Monday is the long awaited appointment with the genetic neurologist to learn all about KCNQ2.

11.17.16 Another Language

Waiting in the radiology department for an ultrasound. A little girl has come to sit across from us with her dad. She is moaning and making sounds like Aimee does. Aimee is so excited. She is talking back to the girl and kicking her feet whenever the other girl makes a sound. 

This little connection makes my heart happy. 

11.14.16 Home

Aimee finished her study and we made it home. Though last night was a really rough night, even by Aimee standards. 
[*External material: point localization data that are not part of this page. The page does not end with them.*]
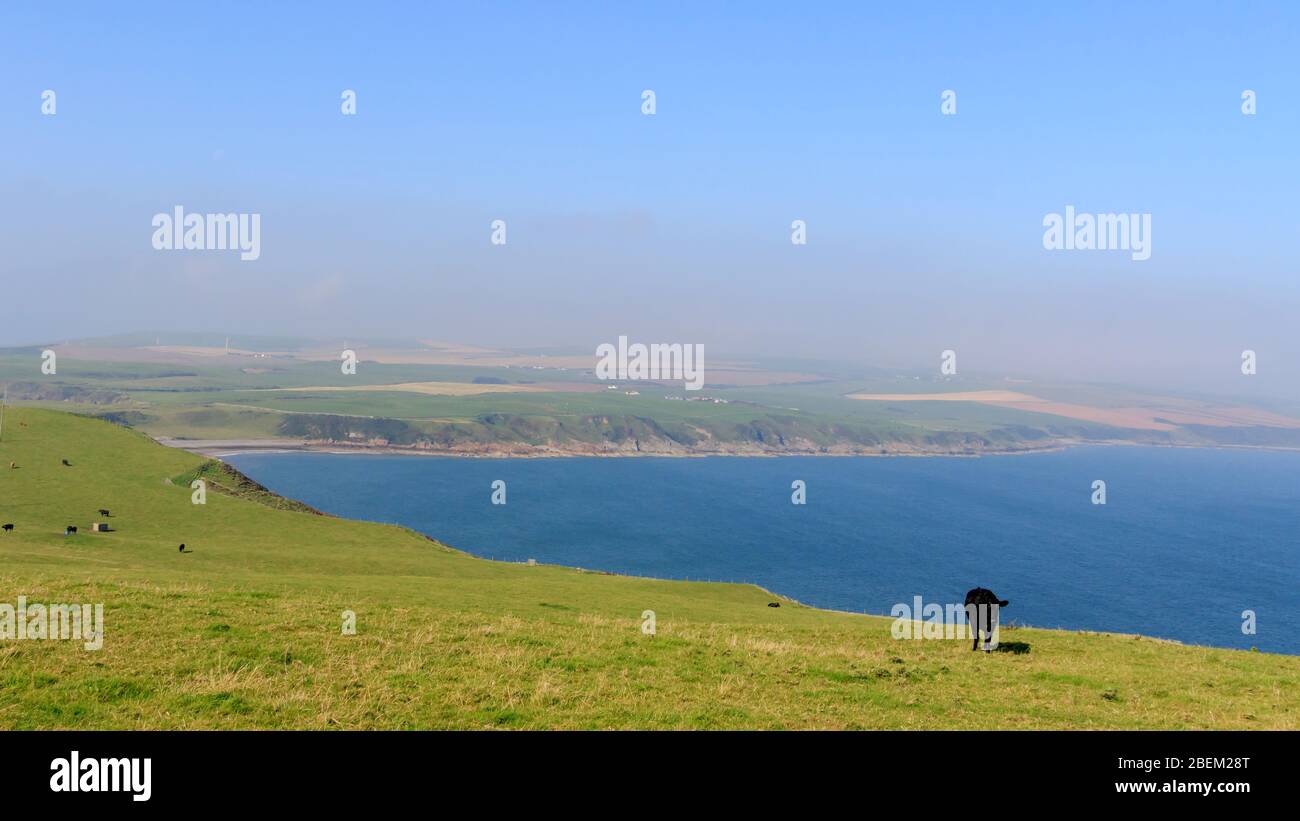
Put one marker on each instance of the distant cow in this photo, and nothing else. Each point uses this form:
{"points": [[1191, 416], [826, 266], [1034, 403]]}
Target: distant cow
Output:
{"points": [[982, 615]]}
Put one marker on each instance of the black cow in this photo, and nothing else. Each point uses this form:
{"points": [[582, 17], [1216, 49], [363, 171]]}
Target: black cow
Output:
{"points": [[982, 615]]}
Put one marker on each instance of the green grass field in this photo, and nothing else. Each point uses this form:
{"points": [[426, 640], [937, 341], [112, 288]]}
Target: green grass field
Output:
{"points": [[245, 630]]}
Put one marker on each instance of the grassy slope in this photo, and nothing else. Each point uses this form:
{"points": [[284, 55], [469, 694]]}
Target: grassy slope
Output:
{"points": [[245, 630]]}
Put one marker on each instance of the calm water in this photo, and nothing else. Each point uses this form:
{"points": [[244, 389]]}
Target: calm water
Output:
{"points": [[1187, 538]]}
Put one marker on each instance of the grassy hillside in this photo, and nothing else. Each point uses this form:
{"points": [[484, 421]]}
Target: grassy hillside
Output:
{"points": [[245, 631]]}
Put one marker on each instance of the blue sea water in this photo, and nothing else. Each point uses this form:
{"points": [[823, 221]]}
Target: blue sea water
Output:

The EEG gave really good information and the preliminary review showed the best results she has ever had. We will know more in a week or so about the actual findings. 

11.12.16 EEG

Today is a much improved day. It has been a frustrating stay, because typically when you are admitted the job of making decisions and caring for the child goes from the hands of 1-2 parents to a committee of 10+. This stay was planned and she is perfectly healthy. Simple, daily tasks must be approved. It took hours to get her on bipap, because I had to consult with the neurologist, the wound care specialist, and the respiratory therapist first. I had to get special approval from the dietician and the formulary nutrition room to pour the prescribed formula liquid hope that I brought into the feeding bags without diluting it. They insisted that it would not go through the pump, which is the same pump I use at home and that if any water was added I would not be allowed to mix it. It would have to be done in the nutrition room. 

Now that we have established what is allowed and had bandaging for her nose wound approved, ect it is much more calm. The staff here are generally very helpful and friendly. Once they understand that I actually know how to take care of her, they start to give some freedom. I know they are just operating under the rules that are there to protect them and the kids. 

Wore herself sobbing through all the gluing of electrodes. Hoping to find little seizure activity after her most recent med increase. 

11.11.16 EEG

Aimee recovered finally from her cold and made it back to school on Monday and Wednesday. We are now settled in at Children's for an extended EEG to check on seizure activity. We'll be here for a few days. 

We have only done one of these extended EEGs one other time. Similar to the Sleep Study, we have to bring all our own things, including diapers, machines, meds, food, ect. It is pretty challenging and a good reminder of why we have decided to no longer travel with Aimee. 

11.2.16 Mending

Aimee is recoverying from this first cold of the season that started with that day of seizures at school a few weeks ago. We are working to slowly move her back to her normal feedings and routines. She is working with us to get her airway cleaned out and to rid herself of some eye infections. The one little challenge we are having in particular is an open wound on the bridge of her nose, which was created by extra bipap use. It is really difficult to get rid of skin breakdown on her face, because she still needs to use the bipap, still needs the cough assist, and because she keeps reopening it with her waving arms/hands on her own face. We are making an (unauthorized) attempt to put her on oxygen only for a couple of nights to allow the wound to heal. Praying her brain remembers to keep breathing and that her wound is finally able to heal.